Whereas laundry-to-landscape systems use the clothes washer’s internal pump to distribute greywater to mulch basins, branched drain systems from bathroom sinks, showers, tubs, and interior laundry rooms rely on gravity to send greywater into mulch basins through a branched drain irrigation system. Landscapes that are flat or uphill from the greywater source may require an effluent pump system. Greywater to drip irrigation is possible, but requires pumping, filtration, and backflow prevention, all of which increase overall system cost and maintenance. To learn more about greywater irrigation system design, visit our Technical Resources page, or:
Join the 1000 Greywater Systems Challenge!
- Register for one of our workshops!Design and install a laundry-to-landscape greywater irrigation system at your home.
- Hire a greywater installer! Get professional help from a Central Coast Greywater Alliance member for a more complex system.
Greywater System Requirements
All greywater irrigation systems must comply with the following guidelines to protect the environment and avoid system failure:
■ Any greywater system that includes a connection to a potable or municipal water supply must have an approved, backflow prevention device. Laundry to landscape greywater irrigation systems that are exempt from permitting must have no connection to the potable water supply or an external pump.
■ The greywater system design must include an accessible, clearly labeled, three-way valve that diverts the greywater back to the building sewer. Greywater should be diverted to the building sewer during the rainy season between November and April.
■ The greywater must not leave the property where it came from or come within 100 feet of any creek, wetland, or waterway.
■ The groundwater table must be lower than 3 feet from the lowest greywater irrigation or disposal point.
■ Each release point of the greywater irrigation system must be covered with at least 2¨of mulch, rock, soil, or a soil shield. Sprinkler irrigation and ponding of greywater are not allowed!

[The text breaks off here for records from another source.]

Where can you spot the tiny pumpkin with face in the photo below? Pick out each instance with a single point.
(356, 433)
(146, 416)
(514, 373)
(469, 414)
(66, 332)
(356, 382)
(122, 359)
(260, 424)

■ Water used to wash diapers or other infectious garments must be diverted to the building sewer.
■ Greywater may not contain hazardous chemicals.
■ Greywater may not be used to irrigate root crops or other edible crops that touch the soil.
■ An operations and maintenance manual for the greywater system must be provided by the installer and must be transferred to the new tenant or owner for the life of the greywater system.
■ Greywater irrigation systems must be located a minimum horizontal distance away from the following landscape features:
|Landscape Feature||Minimum Horizontal Distance from Greywater Irrigation System|
|Building structures||2 ft|
|Property line adjoining private property||1.5 ft|
|Water supply wells||100 ft|
|Streams, Rivers, Lakes, Wetlands, and High Tide line of Ocean||100 ft|
|Sewage pits or cesspools||5 ft|
|Sewage disposal field||4 ft|
|Septic tank||5 ft|
|Onsite domestic water service line||0 ft|
|Pressurized public water main||10 ft|
For detailed information regarding required setbacks for greywater tanks, greywater irrigation fields, and greywater disposal fields, see Table 1602.4 of Chapter 16 of the California Plumbing Code.